AgustaWestland has pitched its AW101 platform as a means of meeting the German air force's combat search and rescue (CSAR) requirement.
The request for proposals deadline response is set for 26 July, with a preferred bidder selection due by year-end.
"The AW101 CSAR is ready today at low risk, offering proven combat and operational capabilities, together with NATO interoperability, to meet the CSAR needs of the German air force across all environments", says Richard Luck, a market development executive at AgustaWestland.
The demanding and compressed Luftwaffe programme requirement is for an initial eight aircraft with an option for 11 additional examples. Four would be delivered in a full operational capability configuration by the end of 2014, to be ready for operational deployment from 2015.

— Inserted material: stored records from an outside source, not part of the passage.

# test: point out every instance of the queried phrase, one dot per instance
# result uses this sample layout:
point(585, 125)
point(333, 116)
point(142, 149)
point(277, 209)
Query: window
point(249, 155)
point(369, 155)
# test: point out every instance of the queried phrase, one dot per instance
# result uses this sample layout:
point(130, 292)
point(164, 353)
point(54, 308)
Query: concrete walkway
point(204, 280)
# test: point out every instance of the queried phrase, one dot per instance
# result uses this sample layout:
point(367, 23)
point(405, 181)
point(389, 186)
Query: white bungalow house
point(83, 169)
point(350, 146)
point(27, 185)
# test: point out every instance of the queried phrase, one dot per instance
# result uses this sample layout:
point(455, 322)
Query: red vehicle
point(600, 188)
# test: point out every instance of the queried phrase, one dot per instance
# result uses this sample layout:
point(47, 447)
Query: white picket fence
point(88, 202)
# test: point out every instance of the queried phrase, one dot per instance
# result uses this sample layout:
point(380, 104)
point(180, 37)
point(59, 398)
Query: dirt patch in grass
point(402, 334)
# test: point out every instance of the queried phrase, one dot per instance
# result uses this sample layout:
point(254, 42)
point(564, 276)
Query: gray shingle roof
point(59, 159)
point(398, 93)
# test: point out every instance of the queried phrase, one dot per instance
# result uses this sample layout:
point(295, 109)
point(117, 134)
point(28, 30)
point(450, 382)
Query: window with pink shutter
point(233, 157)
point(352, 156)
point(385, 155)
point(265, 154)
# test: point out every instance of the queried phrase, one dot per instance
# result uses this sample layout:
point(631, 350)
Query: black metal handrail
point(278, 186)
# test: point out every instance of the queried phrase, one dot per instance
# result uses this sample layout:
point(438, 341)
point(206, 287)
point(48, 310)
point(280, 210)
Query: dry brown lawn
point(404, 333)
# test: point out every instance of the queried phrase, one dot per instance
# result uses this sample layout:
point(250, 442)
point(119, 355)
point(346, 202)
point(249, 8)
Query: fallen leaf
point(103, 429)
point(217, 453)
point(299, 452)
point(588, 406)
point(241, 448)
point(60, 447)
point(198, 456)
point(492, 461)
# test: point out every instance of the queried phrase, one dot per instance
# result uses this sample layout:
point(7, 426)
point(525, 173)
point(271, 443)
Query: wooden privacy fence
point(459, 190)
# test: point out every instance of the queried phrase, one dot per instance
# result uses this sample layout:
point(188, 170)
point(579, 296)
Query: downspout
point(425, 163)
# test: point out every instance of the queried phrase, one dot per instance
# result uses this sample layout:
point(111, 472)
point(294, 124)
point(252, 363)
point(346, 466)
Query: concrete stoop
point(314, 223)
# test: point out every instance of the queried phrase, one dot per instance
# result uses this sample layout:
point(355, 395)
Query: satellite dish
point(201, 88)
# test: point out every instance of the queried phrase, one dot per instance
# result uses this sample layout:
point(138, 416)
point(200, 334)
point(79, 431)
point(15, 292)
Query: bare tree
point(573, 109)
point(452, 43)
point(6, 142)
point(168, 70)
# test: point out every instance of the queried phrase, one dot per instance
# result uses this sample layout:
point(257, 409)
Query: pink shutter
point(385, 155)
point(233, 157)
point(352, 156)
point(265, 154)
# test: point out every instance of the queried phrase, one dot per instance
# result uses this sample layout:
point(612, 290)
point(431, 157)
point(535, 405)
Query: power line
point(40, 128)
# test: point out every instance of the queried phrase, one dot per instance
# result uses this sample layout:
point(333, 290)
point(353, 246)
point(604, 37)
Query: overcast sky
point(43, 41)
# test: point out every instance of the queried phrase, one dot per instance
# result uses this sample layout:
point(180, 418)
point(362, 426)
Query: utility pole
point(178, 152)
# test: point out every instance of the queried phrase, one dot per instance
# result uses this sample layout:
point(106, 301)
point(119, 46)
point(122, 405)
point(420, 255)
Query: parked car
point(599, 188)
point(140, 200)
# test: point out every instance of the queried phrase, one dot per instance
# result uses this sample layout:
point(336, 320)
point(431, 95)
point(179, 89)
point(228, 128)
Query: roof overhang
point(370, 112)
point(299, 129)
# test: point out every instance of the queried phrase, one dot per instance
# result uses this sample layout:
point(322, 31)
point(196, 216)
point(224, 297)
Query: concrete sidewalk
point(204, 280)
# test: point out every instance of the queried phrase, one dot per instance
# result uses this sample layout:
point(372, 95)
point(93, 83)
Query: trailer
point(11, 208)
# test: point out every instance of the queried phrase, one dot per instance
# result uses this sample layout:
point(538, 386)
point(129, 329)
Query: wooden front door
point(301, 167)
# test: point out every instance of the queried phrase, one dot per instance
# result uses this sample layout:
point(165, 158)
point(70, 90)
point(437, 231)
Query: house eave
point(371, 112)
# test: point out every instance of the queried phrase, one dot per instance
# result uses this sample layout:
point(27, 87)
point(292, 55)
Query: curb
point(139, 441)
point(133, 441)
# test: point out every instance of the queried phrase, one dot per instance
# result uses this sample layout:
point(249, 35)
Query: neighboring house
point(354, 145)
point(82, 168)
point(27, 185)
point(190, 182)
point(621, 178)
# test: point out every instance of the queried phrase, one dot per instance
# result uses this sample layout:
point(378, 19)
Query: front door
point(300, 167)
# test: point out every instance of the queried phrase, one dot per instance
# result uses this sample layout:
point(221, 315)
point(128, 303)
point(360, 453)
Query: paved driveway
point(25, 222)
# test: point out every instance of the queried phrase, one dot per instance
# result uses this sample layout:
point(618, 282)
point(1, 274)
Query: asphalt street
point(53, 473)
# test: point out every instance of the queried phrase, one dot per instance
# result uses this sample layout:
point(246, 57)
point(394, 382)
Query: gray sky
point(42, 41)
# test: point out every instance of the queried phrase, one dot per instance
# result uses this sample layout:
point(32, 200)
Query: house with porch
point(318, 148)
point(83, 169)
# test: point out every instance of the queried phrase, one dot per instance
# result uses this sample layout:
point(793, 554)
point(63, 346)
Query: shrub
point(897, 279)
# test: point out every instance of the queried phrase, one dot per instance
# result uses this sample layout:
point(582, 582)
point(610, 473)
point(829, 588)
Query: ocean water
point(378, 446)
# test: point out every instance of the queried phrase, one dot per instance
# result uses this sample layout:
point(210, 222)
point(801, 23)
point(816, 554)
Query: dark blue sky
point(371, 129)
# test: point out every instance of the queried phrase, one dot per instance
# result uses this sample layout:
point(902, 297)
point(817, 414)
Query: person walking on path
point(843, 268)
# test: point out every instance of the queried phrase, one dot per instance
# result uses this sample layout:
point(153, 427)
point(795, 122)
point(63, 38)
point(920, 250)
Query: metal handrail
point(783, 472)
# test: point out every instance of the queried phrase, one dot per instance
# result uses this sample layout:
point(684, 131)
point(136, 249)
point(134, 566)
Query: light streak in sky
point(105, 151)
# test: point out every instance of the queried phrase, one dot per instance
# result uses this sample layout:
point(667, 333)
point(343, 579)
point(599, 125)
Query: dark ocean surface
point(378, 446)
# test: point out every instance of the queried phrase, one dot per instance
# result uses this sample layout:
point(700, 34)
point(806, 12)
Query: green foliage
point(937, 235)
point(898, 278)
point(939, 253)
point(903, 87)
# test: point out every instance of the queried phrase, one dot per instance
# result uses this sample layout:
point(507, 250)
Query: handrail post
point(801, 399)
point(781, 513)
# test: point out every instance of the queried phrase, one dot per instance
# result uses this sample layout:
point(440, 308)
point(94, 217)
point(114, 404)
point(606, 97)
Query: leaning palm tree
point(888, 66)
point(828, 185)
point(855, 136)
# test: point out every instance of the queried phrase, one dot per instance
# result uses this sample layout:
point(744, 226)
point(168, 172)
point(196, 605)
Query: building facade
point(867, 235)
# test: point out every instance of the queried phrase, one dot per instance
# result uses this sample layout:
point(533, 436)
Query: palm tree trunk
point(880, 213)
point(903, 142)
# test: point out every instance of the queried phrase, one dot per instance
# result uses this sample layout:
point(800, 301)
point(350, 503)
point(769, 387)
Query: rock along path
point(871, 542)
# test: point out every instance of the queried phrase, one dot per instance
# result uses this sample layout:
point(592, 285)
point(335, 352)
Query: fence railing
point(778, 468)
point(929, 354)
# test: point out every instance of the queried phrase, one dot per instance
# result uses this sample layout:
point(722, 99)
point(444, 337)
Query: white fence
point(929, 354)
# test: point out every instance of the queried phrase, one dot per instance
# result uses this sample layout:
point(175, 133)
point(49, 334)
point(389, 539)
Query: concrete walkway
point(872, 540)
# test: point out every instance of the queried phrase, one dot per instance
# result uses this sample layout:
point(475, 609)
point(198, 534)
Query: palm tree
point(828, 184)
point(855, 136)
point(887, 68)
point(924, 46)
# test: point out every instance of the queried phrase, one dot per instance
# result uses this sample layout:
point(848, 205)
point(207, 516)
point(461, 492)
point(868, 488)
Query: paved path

AgustaWestland says its CSAR version of the AW101, which has been selected by eight nations, has accumulated more than 200,000 flying hours, of which 15,000h were in combat areas, and more than 23,000 operational desert landings without incident.
The AW101 offers growth potential in the rotor dynamics and engine areas, it adds.
The Luftwaffe requirement encompasses in-flight refuelling capability, enhanced self-protection and all-weather net-centric avionics, including satellite communications. It also seeks the ability to recover a seven-person team with the same number in the rescue-aircraft team.
To boost fire support aircraft capabilities, AgustaWestland has modified the AW101's lateral doors so that three 12.7mm machine guns can be mounted to provide 360° coverage with 220° overlapping coverage. In addition, it has fitted an engine infrared suppression system and a medical treatment module already in service with the Royal Danish Air Force.
In parallel to the RFP timescale for the CSAR platform, the German air force is also awaiting responses to a request for information regarding training and logistics support. These are also due on 26 July.
The AW101 CSAR demonstrator on static display at ILA features, for the first time, the markings of India and Algeria, which have acquired, respectively, AW101 VVIP and maritime patrol helicopter versions.